El ejercicio y la alimentación saludable eran los otros dos miembros de la relación.

Al ser su profesión, para mí se convirtió en lo más normal del mundo adaptar mis hábitos a su estilo de vida.

El cheat meal (la comida basura) solo podía ser el sábado, el destino vacacional preferiblemente con gimnasio, en la cesta de la compra no entraban snacks de ningún tipo y, cuando llegaba el verano, era el momento de pesar con báscula todo.

En varias ocasiones me encontraba pensando que tenía mucha suerte de tener una pareja tan preocupada por la salud.

En otras, solo sentía el enfado por la merienda: un sandwich de pavo cambiando el pan por hojas de lechuga, porque ya había consumido las calorías que me correspondían ese día.

Hace unos años, no me parecía extraño que me quitara la bandeja de frutos secos de la que estaba picoteando porque ya había «comido suficiente».
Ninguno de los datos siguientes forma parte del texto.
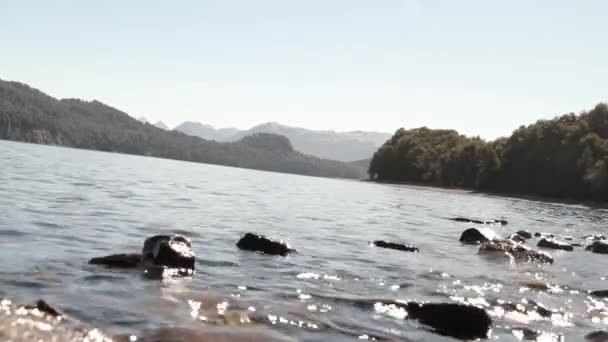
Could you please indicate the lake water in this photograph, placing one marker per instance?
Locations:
(60, 207)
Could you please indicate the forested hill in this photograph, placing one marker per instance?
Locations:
(565, 157)
(29, 115)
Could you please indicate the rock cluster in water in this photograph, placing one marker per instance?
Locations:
(260, 243)
(170, 251)
(476, 221)
(395, 246)
(450, 319)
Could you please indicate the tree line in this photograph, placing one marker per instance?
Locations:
(565, 157)
(28, 115)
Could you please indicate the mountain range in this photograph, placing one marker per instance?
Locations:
(29, 115)
(342, 146)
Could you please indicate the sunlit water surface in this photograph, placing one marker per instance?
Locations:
(61, 207)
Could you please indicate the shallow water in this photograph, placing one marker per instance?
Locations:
(61, 207)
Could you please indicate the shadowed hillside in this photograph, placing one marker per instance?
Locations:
(28, 115)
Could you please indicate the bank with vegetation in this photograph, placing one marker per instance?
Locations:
(566, 157)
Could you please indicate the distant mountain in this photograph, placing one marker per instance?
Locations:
(347, 146)
(28, 115)
(208, 132)
(161, 125)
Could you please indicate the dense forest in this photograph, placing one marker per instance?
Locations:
(29, 115)
(565, 157)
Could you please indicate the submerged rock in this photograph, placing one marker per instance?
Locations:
(260, 243)
(119, 260)
(44, 307)
(476, 236)
(524, 234)
(455, 320)
(173, 253)
(151, 244)
(468, 220)
(396, 246)
(598, 246)
(213, 334)
(517, 238)
(160, 250)
(555, 244)
(41, 322)
(597, 336)
(514, 250)
(600, 293)
(594, 237)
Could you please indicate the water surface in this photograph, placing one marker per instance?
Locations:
(61, 207)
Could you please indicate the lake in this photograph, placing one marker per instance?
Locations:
(60, 207)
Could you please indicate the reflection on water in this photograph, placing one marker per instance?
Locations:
(61, 207)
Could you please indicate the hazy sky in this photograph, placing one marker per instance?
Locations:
(482, 67)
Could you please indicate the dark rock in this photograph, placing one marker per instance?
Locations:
(174, 254)
(260, 243)
(455, 320)
(594, 237)
(555, 244)
(514, 250)
(598, 246)
(212, 334)
(41, 322)
(43, 306)
(600, 293)
(119, 260)
(477, 235)
(468, 220)
(526, 334)
(517, 238)
(597, 336)
(524, 234)
(152, 243)
(544, 235)
(397, 246)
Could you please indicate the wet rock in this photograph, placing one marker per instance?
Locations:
(260, 243)
(514, 250)
(151, 243)
(598, 246)
(477, 235)
(600, 293)
(160, 250)
(40, 323)
(517, 238)
(455, 320)
(396, 246)
(174, 253)
(468, 220)
(597, 336)
(594, 237)
(555, 244)
(119, 260)
(524, 234)
(214, 334)
(44, 307)
(525, 334)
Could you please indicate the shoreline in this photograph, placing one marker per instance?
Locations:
(539, 198)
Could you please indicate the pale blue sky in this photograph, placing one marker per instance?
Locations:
(482, 67)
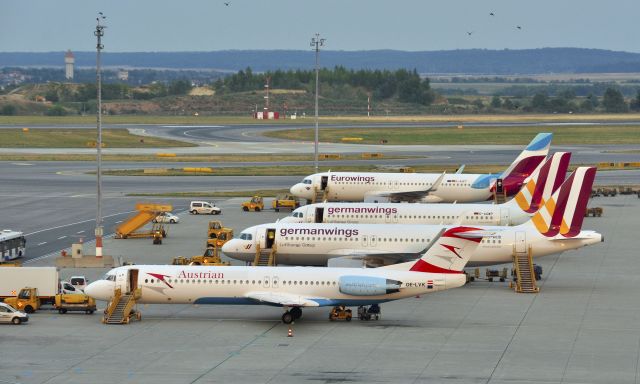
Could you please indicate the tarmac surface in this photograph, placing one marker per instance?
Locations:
(583, 327)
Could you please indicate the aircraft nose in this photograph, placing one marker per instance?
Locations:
(99, 290)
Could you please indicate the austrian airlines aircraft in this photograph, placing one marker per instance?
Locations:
(423, 187)
(555, 228)
(538, 189)
(438, 269)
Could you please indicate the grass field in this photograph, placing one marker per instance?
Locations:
(302, 171)
(195, 120)
(248, 158)
(79, 138)
(248, 194)
(581, 134)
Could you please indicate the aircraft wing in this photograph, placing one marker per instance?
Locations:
(411, 196)
(283, 299)
(355, 258)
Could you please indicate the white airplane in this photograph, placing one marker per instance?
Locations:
(438, 269)
(555, 228)
(546, 179)
(424, 187)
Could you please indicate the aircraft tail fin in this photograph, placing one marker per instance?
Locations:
(563, 213)
(449, 252)
(542, 183)
(526, 163)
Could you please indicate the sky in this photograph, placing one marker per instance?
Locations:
(351, 25)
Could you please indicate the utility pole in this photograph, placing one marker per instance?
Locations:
(316, 42)
(99, 32)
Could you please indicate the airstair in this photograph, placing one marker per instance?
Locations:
(146, 213)
(319, 195)
(120, 309)
(525, 274)
(265, 257)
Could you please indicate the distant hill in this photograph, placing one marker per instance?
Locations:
(468, 61)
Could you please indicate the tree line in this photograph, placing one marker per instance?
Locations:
(405, 85)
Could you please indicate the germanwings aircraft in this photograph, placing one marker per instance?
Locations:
(555, 228)
(538, 189)
(423, 187)
(438, 269)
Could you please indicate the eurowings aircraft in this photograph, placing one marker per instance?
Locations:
(538, 189)
(438, 269)
(423, 187)
(555, 228)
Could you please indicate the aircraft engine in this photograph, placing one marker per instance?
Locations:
(368, 286)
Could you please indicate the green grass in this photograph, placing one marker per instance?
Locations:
(79, 138)
(247, 194)
(584, 134)
(301, 171)
(181, 158)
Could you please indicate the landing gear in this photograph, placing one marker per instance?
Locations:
(292, 315)
(296, 312)
(373, 312)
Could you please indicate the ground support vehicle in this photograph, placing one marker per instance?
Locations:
(218, 234)
(286, 201)
(373, 312)
(75, 302)
(146, 214)
(211, 256)
(8, 314)
(340, 313)
(204, 207)
(595, 211)
(256, 204)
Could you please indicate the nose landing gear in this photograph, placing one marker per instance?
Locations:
(292, 315)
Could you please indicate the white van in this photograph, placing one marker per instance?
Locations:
(203, 207)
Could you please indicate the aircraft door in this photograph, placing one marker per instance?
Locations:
(132, 280)
(521, 242)
(122, 277)
(505, 218)
(319, 215)
(271, 238)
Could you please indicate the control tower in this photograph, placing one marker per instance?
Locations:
(69, 60)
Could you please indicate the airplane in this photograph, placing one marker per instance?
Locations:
(545, 180)
(440, 268)
(423, 187)
(555, 228)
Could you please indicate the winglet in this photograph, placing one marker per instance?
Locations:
(526, 163)
(546, 179)
(563, 213)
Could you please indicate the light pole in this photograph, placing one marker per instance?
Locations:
(316, 42)
(99, 32)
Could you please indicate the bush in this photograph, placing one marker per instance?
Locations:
(57, 110)
(8, 110)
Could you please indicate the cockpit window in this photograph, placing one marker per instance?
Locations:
(109, 277)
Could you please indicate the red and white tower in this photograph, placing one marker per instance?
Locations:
(69, 61)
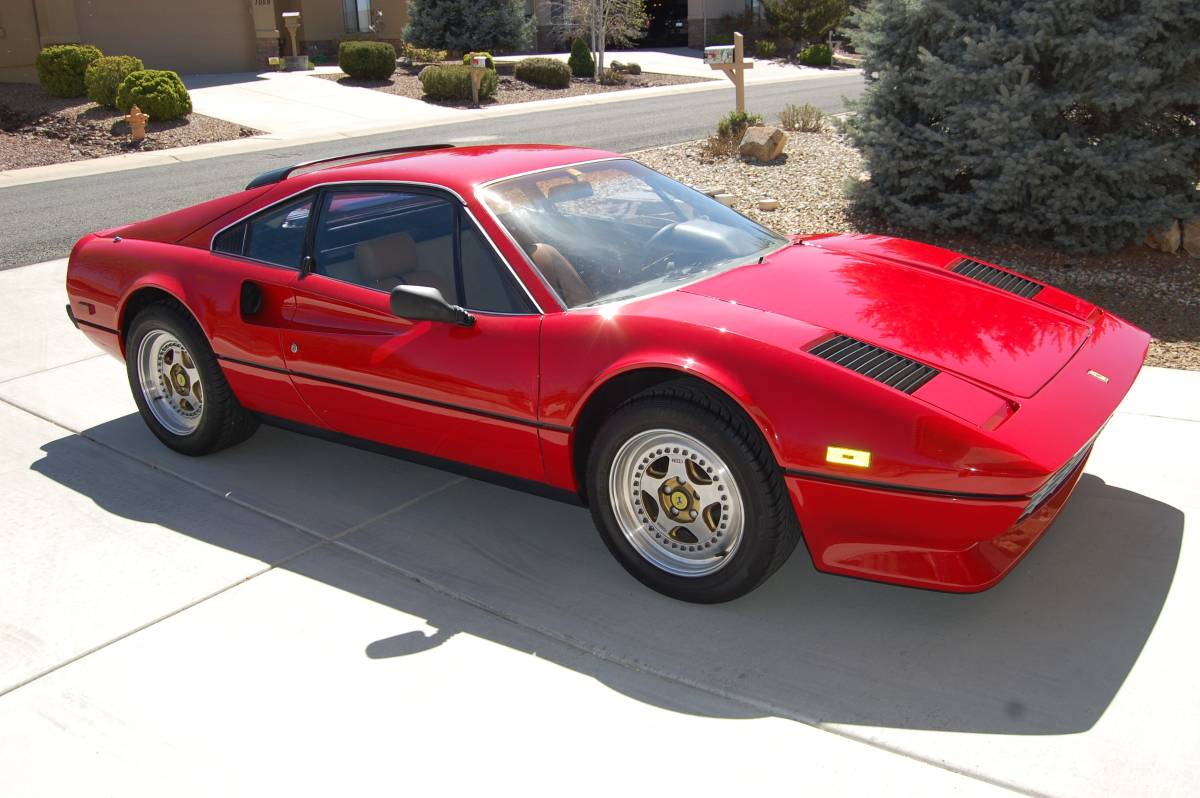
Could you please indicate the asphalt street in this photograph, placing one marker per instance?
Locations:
(41, 221)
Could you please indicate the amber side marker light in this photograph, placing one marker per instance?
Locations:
(847, 456)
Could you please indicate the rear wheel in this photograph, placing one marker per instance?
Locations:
(688, 498)
(178, 384)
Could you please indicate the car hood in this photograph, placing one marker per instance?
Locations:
(1011, 343)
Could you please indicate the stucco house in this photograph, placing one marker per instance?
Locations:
(239, 35)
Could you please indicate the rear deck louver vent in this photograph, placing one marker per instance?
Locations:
(997, 277)
(901, 373)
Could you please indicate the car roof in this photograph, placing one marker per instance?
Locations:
(460, 169)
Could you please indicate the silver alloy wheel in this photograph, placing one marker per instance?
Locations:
(676, 502)
(171, 382)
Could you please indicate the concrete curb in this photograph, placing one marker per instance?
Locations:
(273, 142)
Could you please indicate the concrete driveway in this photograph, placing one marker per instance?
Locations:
(303, 618)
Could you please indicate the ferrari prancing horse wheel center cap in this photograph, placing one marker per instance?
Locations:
(679, 499)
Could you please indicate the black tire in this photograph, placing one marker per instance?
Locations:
(223, 420)
(771, 529)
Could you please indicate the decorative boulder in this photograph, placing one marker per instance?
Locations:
(1165, 239)
(762, 143)
(1192, 237)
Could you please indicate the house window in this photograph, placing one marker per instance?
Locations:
(357, 16)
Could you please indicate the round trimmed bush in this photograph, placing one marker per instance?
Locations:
(545, 72)
(105, 76)
(581, 61)
(366, 60)
(467, 57)
(61, 69)
(454, 82)
(159, 93)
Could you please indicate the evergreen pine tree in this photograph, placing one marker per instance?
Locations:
(1074, 123)
(467, 25)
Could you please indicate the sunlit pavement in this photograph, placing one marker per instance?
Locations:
(293, 617)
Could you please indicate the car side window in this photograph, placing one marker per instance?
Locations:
(385, 238)
(485, 280)
(274, 237)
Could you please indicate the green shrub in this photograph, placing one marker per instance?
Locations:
(581, 61)
(1081, 142)
(454, 82)
(421, 54)
(467, 57)
(366, 60)
(105, 76)
(805, 119)
(61, 69)
(545, 72)
(159, 93)
(612, 78)
(816, 55)
(735, 124)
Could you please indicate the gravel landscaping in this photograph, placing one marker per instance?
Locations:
(1158, 292)
(510, 89)
(37, 130)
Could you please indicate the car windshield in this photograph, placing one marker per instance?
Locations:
(616, 229)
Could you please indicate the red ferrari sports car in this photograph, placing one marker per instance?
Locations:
(573, 322)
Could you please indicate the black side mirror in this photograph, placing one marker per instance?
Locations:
(425, 304)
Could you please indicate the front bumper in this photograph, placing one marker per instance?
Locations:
(960, 545)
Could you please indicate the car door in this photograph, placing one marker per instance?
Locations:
(466, 394)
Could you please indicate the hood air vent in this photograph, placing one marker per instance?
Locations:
(901, 373)
(996, 277)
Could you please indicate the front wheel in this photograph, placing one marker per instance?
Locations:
(178, 384)
(688, 498)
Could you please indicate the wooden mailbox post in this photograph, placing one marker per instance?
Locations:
(729, 59)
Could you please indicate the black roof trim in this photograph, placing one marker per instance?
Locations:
(279, 175)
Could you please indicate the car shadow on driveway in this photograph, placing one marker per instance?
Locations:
(1042, 653)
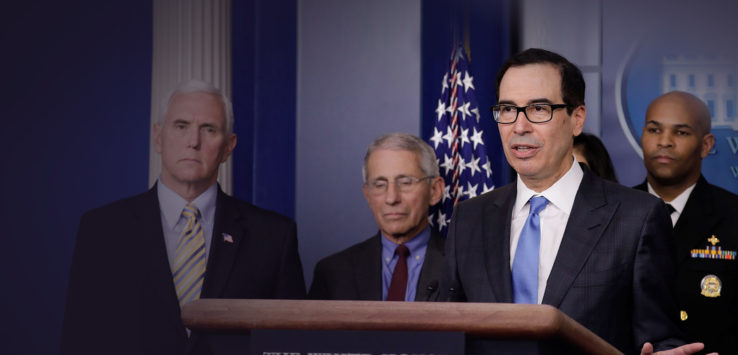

Tampoco que el día de mi cumpleaños, como estábamos en déficit calórico, solo pudiera tomarme un trocito de una versión más saludable de una tarta (ni una tarta ‘normal’ podría tomar…).

O que en Navidad solo tuviera la mañana del 25 de diciembre para tomar una porción de roscón y pasar el resto de las celebraciones sin tocar los polvorones o turrón, que son de las cosas que más me gustan.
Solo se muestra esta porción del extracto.